In June 2024, Whitestone Uptown Tower, LLC and Whitestone OP each settled with the lender. Whitestone Uptown Tower entered into a loan agreement with American Bank, N.A. for a loan amount of up to $1,500,000, secured by Uptown Tower and all of the other assets of Whitestone Uptown Tower. Whitestone Uptown Tower paid approximately $1.1 million to the prior lender, and the prior lender retained approximately $2.2 million of trapped cash and escrows from the cash sweep and the approximately $13.6 million mistakenly sent to it by Whitestone OP in satisfaction of the prior mortgage loan.

 

The plan of reorganization in the bankruptcy case, providing for the sale of Uptown Tower and treatment of claims, was confirmed in July 2024. We sold Uptown Tower in July 2025 for a purchase price of $20 million, or $17.3 million after deductions, closing costs and commissions and reimbursements to the seller, and paid off the American Bank, N.A. indebtedness. We are holding approximately $13.6 million of the sale proceeds representing funds Whitestone OP mistakenly paid to the prior mortgage lender for Uptown Tower when it attempted to pay off the mortgage loan without informing us and without authority to do so on Whitestone Uptown Tower, LLC’s behalf. We are currently disputing the treatment and timing of repayment of the $13.6 million to Whitestone OP in the Whitestone Uptown Tower bankruptcy case.

 

This litigation has been and is expected to continue to be expensive, lengthy, and disruptive to normal business operations. Moreover, the results of these proceedings are difficult to predict. The registrant believes that the allegations in the Delaware lawsuit are without merit and intends to continue to vigorously defend against them. In addition, we intend to vigorously pursue the Texas action to seek damages from Whitestone due to its violations of the management agreements and fiduciary duties and to protect our shareholders from the further harms that Whitestone has indicated it intends to inflict on us and our shareholders. However, the outcomes of these lawsuits, including the timing of the final disposition of the lawsuits, are unpredictable and could result in substantial costs to us.
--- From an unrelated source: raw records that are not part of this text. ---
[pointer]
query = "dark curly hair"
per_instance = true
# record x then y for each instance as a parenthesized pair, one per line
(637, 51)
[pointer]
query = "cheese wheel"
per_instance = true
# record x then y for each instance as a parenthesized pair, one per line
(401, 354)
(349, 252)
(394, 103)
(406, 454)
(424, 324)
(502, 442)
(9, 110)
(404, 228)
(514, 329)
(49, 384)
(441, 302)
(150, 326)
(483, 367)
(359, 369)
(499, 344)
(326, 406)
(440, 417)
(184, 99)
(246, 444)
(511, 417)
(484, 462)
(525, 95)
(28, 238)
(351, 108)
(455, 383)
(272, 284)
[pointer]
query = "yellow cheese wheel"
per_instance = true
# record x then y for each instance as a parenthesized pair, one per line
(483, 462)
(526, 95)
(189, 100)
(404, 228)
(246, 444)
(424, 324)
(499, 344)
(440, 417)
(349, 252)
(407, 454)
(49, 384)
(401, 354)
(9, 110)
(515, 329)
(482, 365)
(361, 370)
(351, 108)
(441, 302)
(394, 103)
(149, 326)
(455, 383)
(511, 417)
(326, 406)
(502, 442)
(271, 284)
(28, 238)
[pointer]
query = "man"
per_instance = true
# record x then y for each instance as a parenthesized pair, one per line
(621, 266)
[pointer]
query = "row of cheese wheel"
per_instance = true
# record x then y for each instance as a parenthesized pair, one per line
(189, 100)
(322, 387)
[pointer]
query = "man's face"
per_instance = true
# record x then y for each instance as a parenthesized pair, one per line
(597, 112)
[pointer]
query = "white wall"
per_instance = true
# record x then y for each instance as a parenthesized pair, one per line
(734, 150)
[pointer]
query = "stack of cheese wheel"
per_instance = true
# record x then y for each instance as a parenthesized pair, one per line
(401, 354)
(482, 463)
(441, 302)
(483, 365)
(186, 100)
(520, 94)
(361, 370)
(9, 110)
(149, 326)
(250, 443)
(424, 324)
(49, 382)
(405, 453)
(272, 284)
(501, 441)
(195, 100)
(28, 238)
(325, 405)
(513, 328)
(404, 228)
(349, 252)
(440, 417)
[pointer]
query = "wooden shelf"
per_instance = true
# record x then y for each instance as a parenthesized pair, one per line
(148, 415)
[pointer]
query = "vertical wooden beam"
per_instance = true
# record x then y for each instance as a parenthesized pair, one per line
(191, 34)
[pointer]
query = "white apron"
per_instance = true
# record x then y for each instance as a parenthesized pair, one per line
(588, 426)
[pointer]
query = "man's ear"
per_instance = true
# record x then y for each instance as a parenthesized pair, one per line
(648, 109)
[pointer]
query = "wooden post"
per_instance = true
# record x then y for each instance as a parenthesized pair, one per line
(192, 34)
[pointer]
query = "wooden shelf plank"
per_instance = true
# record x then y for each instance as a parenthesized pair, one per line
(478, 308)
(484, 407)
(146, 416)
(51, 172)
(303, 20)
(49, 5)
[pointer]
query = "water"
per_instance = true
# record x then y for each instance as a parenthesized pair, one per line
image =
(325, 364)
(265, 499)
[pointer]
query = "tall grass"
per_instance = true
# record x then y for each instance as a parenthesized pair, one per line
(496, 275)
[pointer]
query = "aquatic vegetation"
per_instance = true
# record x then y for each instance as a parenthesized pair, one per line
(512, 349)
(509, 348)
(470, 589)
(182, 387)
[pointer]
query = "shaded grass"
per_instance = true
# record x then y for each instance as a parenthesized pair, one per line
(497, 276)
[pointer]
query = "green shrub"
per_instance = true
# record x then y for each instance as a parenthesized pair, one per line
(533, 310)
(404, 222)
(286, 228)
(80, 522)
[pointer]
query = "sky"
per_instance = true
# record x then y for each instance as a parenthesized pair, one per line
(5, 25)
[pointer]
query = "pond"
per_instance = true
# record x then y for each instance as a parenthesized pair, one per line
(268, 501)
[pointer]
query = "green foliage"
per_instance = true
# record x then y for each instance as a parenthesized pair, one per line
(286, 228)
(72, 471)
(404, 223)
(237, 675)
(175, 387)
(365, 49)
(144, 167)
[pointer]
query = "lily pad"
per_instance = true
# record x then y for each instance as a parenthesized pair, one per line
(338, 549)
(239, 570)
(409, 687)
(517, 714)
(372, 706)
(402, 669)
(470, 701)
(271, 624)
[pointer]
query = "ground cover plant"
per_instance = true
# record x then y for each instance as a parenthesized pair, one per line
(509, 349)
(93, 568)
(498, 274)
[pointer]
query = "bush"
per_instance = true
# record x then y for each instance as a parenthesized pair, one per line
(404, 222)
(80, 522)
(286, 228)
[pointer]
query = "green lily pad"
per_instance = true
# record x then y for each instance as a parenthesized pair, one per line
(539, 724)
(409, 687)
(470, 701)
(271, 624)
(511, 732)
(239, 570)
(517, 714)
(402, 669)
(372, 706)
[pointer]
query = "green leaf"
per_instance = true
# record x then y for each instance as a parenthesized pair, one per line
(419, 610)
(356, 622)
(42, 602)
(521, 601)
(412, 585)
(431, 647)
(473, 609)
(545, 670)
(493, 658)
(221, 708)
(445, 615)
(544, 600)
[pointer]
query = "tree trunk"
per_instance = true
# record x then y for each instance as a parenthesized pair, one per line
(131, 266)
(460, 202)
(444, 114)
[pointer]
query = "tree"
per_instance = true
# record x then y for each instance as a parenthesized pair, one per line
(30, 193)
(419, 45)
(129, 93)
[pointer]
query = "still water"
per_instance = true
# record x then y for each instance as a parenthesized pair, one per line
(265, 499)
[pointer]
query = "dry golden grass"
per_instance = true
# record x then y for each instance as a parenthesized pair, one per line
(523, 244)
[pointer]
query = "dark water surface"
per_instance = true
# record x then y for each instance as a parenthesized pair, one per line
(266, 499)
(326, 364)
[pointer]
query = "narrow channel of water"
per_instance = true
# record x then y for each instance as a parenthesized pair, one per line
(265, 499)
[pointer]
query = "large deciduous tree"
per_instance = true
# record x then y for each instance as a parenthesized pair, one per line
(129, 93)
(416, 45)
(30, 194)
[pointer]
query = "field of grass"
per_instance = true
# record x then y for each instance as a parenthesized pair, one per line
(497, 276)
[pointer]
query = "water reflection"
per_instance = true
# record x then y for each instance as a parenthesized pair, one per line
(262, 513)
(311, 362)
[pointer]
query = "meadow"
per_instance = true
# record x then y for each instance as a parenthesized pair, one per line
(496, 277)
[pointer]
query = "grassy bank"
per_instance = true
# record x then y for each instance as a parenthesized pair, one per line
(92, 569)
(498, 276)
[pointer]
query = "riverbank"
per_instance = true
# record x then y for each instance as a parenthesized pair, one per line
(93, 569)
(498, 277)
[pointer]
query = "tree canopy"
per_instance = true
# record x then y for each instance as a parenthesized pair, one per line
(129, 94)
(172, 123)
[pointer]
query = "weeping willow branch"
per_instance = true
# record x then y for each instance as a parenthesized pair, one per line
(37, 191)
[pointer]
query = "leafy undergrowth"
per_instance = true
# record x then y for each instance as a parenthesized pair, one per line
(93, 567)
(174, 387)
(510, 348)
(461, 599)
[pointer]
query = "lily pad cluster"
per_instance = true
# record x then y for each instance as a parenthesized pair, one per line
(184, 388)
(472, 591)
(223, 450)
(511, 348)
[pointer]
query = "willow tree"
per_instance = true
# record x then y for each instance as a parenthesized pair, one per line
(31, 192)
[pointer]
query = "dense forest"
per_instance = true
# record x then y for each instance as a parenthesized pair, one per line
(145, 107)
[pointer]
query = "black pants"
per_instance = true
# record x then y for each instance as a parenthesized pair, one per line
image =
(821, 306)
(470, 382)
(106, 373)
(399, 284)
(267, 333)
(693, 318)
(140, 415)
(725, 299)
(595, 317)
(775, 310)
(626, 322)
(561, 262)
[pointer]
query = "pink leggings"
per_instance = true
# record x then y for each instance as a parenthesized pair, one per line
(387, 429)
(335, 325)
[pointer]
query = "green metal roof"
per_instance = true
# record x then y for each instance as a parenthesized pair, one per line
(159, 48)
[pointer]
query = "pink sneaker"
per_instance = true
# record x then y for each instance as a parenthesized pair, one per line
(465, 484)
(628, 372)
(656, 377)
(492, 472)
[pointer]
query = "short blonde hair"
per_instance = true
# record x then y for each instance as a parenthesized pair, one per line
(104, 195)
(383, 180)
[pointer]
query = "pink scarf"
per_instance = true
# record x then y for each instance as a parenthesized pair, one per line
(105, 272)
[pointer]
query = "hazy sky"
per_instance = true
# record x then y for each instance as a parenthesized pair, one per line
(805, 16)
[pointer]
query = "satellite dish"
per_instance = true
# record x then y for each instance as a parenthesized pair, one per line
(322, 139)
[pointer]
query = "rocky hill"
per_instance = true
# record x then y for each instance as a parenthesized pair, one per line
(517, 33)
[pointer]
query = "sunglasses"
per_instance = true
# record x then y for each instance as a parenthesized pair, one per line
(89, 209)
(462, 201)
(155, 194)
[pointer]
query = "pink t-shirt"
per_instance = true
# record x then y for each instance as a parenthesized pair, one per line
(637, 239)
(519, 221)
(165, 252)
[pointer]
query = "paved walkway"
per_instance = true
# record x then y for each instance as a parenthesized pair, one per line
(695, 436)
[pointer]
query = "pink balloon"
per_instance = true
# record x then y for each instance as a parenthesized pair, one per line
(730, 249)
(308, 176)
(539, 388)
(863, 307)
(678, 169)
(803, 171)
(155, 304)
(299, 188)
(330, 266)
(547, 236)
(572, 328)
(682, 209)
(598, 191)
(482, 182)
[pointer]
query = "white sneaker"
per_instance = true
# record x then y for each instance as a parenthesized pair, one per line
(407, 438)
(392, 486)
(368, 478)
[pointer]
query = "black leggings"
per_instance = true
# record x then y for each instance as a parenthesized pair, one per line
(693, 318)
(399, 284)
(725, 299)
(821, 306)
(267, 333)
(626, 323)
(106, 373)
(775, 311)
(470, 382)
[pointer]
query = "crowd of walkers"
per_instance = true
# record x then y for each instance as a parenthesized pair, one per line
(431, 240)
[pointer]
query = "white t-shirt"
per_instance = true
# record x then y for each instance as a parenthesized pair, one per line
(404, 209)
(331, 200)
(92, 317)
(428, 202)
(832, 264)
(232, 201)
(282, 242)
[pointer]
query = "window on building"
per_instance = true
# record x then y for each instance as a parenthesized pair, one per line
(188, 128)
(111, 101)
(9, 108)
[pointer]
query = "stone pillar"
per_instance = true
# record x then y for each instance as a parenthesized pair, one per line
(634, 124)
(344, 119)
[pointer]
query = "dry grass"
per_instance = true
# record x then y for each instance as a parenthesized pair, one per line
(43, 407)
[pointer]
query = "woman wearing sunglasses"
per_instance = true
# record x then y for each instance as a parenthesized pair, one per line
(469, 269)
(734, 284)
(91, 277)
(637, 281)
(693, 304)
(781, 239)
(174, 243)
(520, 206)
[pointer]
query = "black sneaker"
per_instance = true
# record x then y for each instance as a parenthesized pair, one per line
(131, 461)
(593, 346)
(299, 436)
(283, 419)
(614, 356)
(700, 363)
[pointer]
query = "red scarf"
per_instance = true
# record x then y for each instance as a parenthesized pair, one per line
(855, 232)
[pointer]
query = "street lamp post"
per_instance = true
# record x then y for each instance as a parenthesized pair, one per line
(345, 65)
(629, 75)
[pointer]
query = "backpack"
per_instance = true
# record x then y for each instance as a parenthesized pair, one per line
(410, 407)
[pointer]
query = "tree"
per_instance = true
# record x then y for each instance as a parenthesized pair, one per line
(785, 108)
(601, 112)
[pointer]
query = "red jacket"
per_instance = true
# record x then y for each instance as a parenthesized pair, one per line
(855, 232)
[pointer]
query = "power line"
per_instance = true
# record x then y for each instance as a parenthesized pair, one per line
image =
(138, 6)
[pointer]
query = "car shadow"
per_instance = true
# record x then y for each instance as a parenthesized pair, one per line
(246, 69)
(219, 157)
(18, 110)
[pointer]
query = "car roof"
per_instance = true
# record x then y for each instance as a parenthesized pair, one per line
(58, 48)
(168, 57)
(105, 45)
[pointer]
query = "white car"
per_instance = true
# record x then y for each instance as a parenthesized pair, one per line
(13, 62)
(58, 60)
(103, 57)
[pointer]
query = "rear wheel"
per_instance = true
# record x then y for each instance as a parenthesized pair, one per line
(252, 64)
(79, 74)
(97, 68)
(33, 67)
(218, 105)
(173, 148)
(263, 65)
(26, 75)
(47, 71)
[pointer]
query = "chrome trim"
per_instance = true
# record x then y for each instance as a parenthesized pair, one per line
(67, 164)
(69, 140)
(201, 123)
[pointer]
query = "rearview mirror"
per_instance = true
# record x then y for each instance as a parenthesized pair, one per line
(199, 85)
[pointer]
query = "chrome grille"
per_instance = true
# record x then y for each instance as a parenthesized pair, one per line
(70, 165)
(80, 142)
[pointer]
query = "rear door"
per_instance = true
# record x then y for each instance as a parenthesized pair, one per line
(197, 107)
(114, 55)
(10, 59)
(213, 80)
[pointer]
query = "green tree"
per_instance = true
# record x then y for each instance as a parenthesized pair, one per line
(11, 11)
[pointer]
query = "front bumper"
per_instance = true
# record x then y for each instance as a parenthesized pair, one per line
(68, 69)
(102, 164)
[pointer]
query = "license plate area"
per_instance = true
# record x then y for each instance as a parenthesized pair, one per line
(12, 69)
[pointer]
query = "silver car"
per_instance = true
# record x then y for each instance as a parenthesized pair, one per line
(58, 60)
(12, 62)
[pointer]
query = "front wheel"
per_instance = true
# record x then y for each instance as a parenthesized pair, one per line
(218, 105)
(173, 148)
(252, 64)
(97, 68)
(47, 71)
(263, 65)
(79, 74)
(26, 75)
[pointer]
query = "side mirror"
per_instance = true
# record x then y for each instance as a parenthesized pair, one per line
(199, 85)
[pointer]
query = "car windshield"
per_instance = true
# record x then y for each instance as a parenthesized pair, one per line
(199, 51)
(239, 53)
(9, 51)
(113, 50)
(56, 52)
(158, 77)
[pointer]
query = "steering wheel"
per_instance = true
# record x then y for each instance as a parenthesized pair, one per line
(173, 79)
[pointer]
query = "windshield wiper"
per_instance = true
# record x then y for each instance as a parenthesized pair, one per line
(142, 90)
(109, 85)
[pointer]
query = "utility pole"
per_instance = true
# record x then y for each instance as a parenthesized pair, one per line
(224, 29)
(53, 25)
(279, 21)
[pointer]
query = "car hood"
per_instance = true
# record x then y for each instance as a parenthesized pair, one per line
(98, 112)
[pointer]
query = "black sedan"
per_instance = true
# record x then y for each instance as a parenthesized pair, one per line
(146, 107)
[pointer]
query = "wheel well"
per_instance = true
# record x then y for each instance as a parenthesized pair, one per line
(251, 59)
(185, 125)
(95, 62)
As a result, future adverse rulings, settlements, or unfavorable developments could result in charges that could have a material adverse effect on the registrant’s business, results of operations or financial condition.

 

Following the period covered by this report, we sold Real Estate Assets under the Whitestone Uptown Tower, LLC plan of reorganization and the plan of liquidation for the other Pillarstone entities.

 

In October 2024, we sold 9101 LBJ Freeway for a purchase price of $5,753,000, or approximately $5.1 million after deductions, closing costs and commissions.

 

In October 2024, we sold Interstate 10 Warehouse for a purchase price of $8,400,000, or approximately $8.1 million after deductions, closing costs and commissions.

 

F- 34

 

In February 2025, we sold Corporate Park Woodland II for a purchase price of $1,650,000, or approximately $1.56 million after deductions, closing costs and commissions.

 

In July 2025, we sold Uptown Tower for a purchase price of $20,000,000, or approximately $17.3 million after deductions, closing costs and commissions.

 

In July 2025, in a series of related transactions, we sold:

 

 

Corporate Park Northwest for a purchase price of $8,500,000, or approximately $7.8 million after deductions, closing costs and commissions;

 

Holly Hall Industrial Park for a for a purchase price of $7,650,000, or approximately $7.2 million after deductions, closing costs and commissions;

 

Holly Knight for a purchase price of $4,750,000, or approximately $4.5 million after deductions, closing costs and commissions; and

 

Westgate Service Center for a purchase price of $9,100,000, or approximately $8.6 million after deductions, closing costs and commissions.